An investigation by Guinness World Records has determined a dog in Portugal that died last October was not the oldest dog ever on record.
Bobi, a dog that had belonged to Leonel Costa of Conqueiros, Portugal, had been declared the oldest dog alive and the oldest dog ever in February 2023 before dying, allegedly at age 31.
Purportedly born on May 11, 1992, Bobi had outlasted Bluey, an Australian cattle dog that had lived from 1910 to 1939.
Bobi was registered with a Portuguese national pet database in 2022 as having been born in 1992, key to his initial case for holding the age record.
But when Bobi was microchipped for the national database, authorities did not require proof of his age, as he was purportedly born before 2008.
“Central to Bobi’s evidence was microchip data sourced from the Portuguese government database … With the additional veterinary statement provided as evidence for Bobi’s age also citing this microchip data, we’re left with no conclusive evidence which can definitively prove Bobi’s date of birth,” Guinness World Records explained in a release Thursday.

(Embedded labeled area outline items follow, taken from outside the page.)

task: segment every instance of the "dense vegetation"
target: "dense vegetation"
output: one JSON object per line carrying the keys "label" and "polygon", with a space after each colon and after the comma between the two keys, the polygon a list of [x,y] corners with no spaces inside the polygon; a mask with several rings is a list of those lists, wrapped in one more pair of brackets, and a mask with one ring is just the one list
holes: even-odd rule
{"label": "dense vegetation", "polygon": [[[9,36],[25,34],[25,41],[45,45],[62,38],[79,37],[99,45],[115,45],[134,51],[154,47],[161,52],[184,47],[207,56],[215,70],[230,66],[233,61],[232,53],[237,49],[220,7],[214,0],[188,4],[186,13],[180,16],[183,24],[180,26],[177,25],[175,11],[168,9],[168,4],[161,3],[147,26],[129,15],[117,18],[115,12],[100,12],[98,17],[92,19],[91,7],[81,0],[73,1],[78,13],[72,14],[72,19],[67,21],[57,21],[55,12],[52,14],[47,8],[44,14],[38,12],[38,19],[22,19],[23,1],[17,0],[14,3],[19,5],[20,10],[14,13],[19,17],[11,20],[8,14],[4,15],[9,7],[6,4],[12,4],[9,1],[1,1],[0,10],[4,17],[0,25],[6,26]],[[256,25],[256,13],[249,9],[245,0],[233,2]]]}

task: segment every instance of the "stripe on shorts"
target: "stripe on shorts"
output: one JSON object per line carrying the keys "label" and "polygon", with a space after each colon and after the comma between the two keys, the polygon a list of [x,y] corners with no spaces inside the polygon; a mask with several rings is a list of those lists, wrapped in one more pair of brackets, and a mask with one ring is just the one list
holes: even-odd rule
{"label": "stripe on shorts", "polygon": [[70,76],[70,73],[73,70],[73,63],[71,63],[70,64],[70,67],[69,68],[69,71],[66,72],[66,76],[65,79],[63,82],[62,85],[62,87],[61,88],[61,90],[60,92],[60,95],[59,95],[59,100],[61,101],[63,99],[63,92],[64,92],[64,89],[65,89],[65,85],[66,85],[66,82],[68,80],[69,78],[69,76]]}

An official with the Portuguese database, Eurico Cabral, told Wired in December 2023, “At the time, the animal’s holder declared that it had been born in 1992, but we have no registration or data that can confirm or deny this statement.”
Mr. Costa previously called questions over the legitimacy of Bobi’s record “unfounded,” according to the BBC.

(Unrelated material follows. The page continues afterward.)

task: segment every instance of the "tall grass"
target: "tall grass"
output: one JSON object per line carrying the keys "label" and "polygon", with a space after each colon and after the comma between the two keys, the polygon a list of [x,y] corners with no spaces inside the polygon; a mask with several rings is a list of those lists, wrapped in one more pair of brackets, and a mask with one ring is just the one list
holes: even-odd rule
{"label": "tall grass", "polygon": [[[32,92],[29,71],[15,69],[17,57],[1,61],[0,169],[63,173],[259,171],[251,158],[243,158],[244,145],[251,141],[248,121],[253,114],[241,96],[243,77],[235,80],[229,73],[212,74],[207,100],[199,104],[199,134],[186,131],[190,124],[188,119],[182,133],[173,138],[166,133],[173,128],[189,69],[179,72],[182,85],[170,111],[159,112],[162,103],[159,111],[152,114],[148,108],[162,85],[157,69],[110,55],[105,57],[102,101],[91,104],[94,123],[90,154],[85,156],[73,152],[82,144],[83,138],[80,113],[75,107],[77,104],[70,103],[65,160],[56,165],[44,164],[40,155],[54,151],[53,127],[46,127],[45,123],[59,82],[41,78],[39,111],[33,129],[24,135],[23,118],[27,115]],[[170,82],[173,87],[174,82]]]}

Experts who doubted Bobi’s age said that a dog living that long would be akin to a person living for two centuries.
“This is the equivalent of a human living to over 200 years old which, given our current medical capabilities, is completely implausible. … no concrete evidence has been provided to prove his age,” veterinarian Danny Chambers with the U.K.’s Royal College of Veterinary Surgeons told the Guardian.